The central banks and the politicians they control sense their potential demise. Thus they have decided to become the lender and spender of last resort in an effort to stimulate the economy while average people are reckoning with their personal debt. The banks are squeezing them. A parasite will do only what it knows. It feeds off it's host. The Federal Reserve of the US is owned by private banks. It is the bank for bankers so naturally it will do what is in the best interests of the banks first and not neccesarily the people at large despite what they claim. They believe that what is good for banks is good for the economy. They believe that credit creates business and wealth. The parasite believes it's survival is critically important for the survival of the host. Actually, the economy is struggling because the parasite has infected the population with it's toxic debt and it will not let the system cleanse itself by letting the bad loans default. The bankers and politicians will not accept responsibility for their greed and flawed policies. They have manipulated the monetary system to their benefit, acquiring wealth and power over the years. Governments and all the businesses that depend on it's seemingly unlimited spending have expanded, consuming a larger and larger portion of the wealth generated from the productive part of the economy. The burden placed on people who produce the neccessities of life and are at the base of all economies is taxing, and ultimately the balance will have to be restored to a more equitable level.

The question that remains to be answered is how the parasite-host relationship plays out. Will the attempt to save the banks at all cost take the productive economy down by sucking all the working capital out of the system, until it is in such a dismal state that the bankers and the debt they produced wither away, leaving the essential vestige of a bloated industry? Or will the debt that was pumped out of the banks be subjected to the harsh reality of the marketplace, and force those who took on the risk, take the loss, wiping out a few banks and businesses but leaving behind a leaner, deflated economy intact? Neither choice is pleasant. There will be hardship and ruin as the economy struggles to keep the peace and feed the people. My guess is that the present strategy of throwing money and resources at the banking industry will persist until there comes a turning point when it will become all too obvious that the money creation is having little positive effect while the imbalances become more pronounced. Increasing debt cannot cure a debt crisis. It exacerbates it. We are living in a strange time when what was once considered bad is now good. Intuitively, piling on more debt doesn't lead to prosperity. I choose to trust my common sense that reducing debt is a better strategy in the long run. Extend that belief outward to the economy and the result will be a deflationary environment that will see the banking industry become less profitable, but the economy as a whole will be more stable once the balance is restored.

The rebalancing must occur. It won't be easy but the years of living comfortably on the backs of cheap Chinese labour and credit are over.
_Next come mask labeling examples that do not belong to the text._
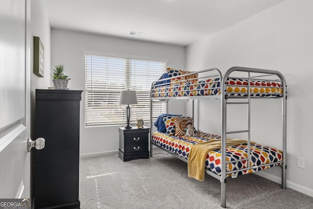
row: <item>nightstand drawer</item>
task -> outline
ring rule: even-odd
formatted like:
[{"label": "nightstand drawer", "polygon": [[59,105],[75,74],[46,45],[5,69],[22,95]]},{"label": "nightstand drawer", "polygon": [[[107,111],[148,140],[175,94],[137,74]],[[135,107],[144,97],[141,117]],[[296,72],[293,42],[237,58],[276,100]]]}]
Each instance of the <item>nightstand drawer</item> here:
[{"label": "nightstand drawer", "polygon": [[126,145],[126,153],[139,152],[146,151],[148,147],[144,143],[137,143]]},{"label": "nightstand drawer", "polygon": [[138,144],[148,141],[148,134],[129,134],[125,136],[126,145]]}]

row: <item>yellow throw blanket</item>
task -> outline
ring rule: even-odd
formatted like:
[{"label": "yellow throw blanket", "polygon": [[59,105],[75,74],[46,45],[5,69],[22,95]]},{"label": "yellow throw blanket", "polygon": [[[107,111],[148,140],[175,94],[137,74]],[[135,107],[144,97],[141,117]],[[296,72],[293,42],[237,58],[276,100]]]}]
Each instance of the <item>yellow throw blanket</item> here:
[{"label": "yellow throw blanket", "polygon": [[[235,139],[227,139],[226,141],[226,146],[247,143],[246,140]],[[250,143],[255,143],[250,141]],[[204,181],[206,155],[210,151],[221,147],[222,140],[220,139],[211,139],[193,145],[188,159],[188,177],[201,182]]]}]

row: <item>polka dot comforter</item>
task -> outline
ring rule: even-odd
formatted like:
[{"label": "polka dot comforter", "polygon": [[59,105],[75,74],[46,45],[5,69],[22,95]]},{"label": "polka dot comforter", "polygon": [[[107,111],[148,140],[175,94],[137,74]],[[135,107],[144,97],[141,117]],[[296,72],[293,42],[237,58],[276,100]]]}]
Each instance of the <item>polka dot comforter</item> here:
[{"label": "polka dot comforter", "polygon": [[[181,157],[187,159],[189,152],[193,145],[210,139],[221,139],[221,137],[212,134],[204,133],[197,131],[198,136],[170,136],[167,134],[156,132],[152,136],[152,141],[157,145],[167,149]],[[231,162],[244,158],[247,158],[247,144],[246,143],[226,147],[226,161]],[[253,144],[250,146],[250,167],[268,163],[281,162],[283,160],[281,151],[274,148],[260,144]],[[212,150],[207,153],[205,161],[205,169],[218,175],[221,174],[222,152],[220,149]],[[279,164],[254,167],[249,170],[236,171],[242,168],[247,167],[247,161],[228,163],[226,165],[227,171],[234,172],[229,176],[236,176],[252,173],[260,170],[269,168]]]},{"label": "polka dot comforter", "polygon": [[[227,95],[244,97],[248,94],[248,80],[238,78],[227,79]],[[283,95],[280,82],[251,80],[250,82],[251,96],[278,97]],[[221,93],[220,78],[208,79],[188,82],[169,83],[157,85],[152,90],[153,97],[173,96],[207,96]]]}]

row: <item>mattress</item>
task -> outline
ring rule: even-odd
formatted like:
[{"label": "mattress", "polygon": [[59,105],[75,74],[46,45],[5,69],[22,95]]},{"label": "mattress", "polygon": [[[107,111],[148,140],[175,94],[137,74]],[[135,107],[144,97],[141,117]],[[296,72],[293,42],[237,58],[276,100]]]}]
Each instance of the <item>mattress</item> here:
[{"label": "mattress", "polygon": [[[152,135],[152,141],[156,145],[167,149],[175,154],[188,160],[189,152],[193,145],[210,139],[221,139],[221,137],[197,131],[197,137],[169,136],[167,134],[156,132]],[[251,144],[250,146],[250,166],[251,167],[267,163],[281,162],[283,155],[281,151],[269,146],[259,144]],[[226,160],[227,162],[247,158],[246,143],[226,147]],[[221,175],[222,152],[220,149],[209,152],[205,161],[205,169],[220,176]],[[227,171],[233,171],[230,175],[237,175],[252,173],[269,168],[279,163],[255,167],[249,170],[236,171],[247,167],[247,161],[227,163]]]},{"label": "mattress", "polygon": [[[245,97],[248,95],[248,80],[229,78],[227,82],[229,96]],[[281,97],[283,89],[280,82],[260,80],[250,82],[251,96]],[[188,82],[168,83],[156,85],[152,90],[153,97],[207,96],[221,93],[220,78]]]}]

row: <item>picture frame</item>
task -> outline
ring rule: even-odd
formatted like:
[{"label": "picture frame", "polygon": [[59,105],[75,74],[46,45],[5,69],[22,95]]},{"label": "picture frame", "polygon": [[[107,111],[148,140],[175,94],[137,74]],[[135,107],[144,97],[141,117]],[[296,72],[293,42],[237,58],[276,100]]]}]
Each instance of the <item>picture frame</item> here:
[{"label": "picture frame", "polygon": [[34,73],[38,77],[45,76],[45,48],[38,36],[34,36]]}]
China will have to accept that the credit they extended to the US will not likely be paid back. It will default one way or the other. The US dollar will likely collapse in value. The US needs to start manufacturing again. The banks depend on the demand for debt for it's growth. Without borrowers they have no business. In an ideal world there would be no debt and the people of the world would live their lives doing what they need to do to live as comfortably as they can, living within their means. This is disastrous for bankers. The reality is that the economy will not collapse. Food will still be grown, oil will still be pumped out of the earth, cars will still be manufactured, clothes will still need to be sewn, doctors will still heal the sick, and there will still be a need for banks. Life will not come to a stand still because of a monetary crisis. The resources of the world that the population lives off of will still be available. The economy will reorganize. The labour of the people is what keeps the economy running, not debt creation. The host does not depend on the parasite for survival.